WASHINGTON -- If there's anything that will prompt District of Columbia Council members to act fast on something, it's a sudden inundation of angry emails and phone calls to their offices.
Heading into Tuesday's council breakfast, members grumbled about the flood of emails that had come into their offices in support of Uber, the popular app-enabled town car service that has run into trouble in recent months with city regulators.
As DCist lays out in full detail, Uber decried an amendment proposed by Mary Cheh (D-Ward 3) that the car service said was being pushed as a measure to stifle its business.
On Monday night, Uber urged its loyal users to contact members of the D.C. Council to stop Cheh's amendment. It worked.
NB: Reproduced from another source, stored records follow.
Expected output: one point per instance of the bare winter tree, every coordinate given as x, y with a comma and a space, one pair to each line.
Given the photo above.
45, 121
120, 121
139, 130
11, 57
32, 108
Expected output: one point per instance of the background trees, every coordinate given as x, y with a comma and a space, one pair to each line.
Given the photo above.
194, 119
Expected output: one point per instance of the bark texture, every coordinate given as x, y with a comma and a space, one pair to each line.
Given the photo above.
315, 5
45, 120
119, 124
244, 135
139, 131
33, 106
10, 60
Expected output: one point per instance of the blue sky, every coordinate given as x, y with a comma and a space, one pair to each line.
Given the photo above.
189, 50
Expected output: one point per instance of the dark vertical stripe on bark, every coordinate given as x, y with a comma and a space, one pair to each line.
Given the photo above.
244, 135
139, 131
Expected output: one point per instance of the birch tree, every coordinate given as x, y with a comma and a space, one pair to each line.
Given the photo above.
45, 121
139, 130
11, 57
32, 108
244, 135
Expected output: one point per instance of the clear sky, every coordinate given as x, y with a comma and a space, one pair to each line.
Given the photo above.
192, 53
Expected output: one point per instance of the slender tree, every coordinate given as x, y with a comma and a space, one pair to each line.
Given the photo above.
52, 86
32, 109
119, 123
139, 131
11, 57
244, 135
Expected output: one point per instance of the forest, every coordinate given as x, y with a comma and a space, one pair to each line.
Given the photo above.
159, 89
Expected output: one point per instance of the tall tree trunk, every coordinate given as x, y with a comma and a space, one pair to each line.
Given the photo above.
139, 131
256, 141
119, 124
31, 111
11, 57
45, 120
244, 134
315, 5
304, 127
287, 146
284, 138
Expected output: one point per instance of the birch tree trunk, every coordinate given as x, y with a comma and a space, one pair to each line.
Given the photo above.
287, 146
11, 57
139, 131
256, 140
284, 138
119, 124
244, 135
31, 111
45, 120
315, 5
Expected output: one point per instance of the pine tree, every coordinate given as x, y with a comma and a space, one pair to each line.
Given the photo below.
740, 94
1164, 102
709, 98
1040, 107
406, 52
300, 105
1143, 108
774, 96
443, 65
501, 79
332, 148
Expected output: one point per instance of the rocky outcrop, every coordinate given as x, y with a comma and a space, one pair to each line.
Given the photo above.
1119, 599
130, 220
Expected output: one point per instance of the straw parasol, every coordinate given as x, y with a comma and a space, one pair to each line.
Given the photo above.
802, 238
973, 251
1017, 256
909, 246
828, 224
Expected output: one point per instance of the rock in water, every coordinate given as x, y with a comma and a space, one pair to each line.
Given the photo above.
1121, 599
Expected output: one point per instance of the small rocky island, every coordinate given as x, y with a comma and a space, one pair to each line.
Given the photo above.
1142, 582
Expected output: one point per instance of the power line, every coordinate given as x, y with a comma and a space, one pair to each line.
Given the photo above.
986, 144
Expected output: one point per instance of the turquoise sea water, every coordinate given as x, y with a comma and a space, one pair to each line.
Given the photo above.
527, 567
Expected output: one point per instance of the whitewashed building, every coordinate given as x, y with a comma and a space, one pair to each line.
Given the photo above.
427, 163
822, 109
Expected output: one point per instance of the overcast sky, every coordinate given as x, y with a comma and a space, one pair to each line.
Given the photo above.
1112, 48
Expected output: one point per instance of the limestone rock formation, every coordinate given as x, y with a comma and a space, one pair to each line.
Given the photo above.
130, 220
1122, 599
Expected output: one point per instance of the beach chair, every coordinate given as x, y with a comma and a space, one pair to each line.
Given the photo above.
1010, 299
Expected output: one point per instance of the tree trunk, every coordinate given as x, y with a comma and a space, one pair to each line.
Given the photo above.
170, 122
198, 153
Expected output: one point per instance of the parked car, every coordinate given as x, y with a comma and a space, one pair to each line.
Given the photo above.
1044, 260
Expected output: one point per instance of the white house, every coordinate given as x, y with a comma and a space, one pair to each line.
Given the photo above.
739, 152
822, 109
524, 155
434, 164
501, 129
Cheh, according to DCist, withdrew her amendment after an intense barrage of constituent communication.
As DCist reported, "several members mentioned that since [Uber CEO Travis] Kalanick's email went out, they were inundated with impassioned emails from Uber customers. Jack Evans (D-Ward 2) said he has received more than 5,000 notes."
It's not a new political tactic. Councilmembers have backpedaled or shifted course plenty of times before on controversial issues when their inboxes start overflowing.
In 2010, councilmembers working on the city budget were flooded with thousands of emails from health club and yoga enthusiasts after word spread about a proposal to tax health club memberships.
During the same budget cycle, public transit supporters flooded the D.C. Council with pleas not to cut funding for the H Street-Benning Road streetcar line. Within hours of an intense campaign organized by Greater Greater Washington, then-D.C. Council Chairman Vincent Gray (D), who was running for mayor, reversed his stance and found a new way to fund the streetcar program.
UPDATE, 4:15 p.m. Councilmember Jack Evans (D-Ward 2) introduced an amendment to taxi reform legislation "which explicitly allows Uber to continue to operate legally in the District without newly proposed price controls." The measure, co-sponsored by Michael Brown (I-At-Large) and Tommy Wells (D-Ward 6), passed, according to Evans' office.
“The Council must do all it can to support alternative transportation options in the District,” Evans said in a statement. “Uber offers an innovative service to all areas of the city, including those often underserved, and we should encourage and support them. It is also important to study the full landscape of transportation options, including taxis, and I am pleased that Councilmember Cheh is planning an additional hearing in the fall.”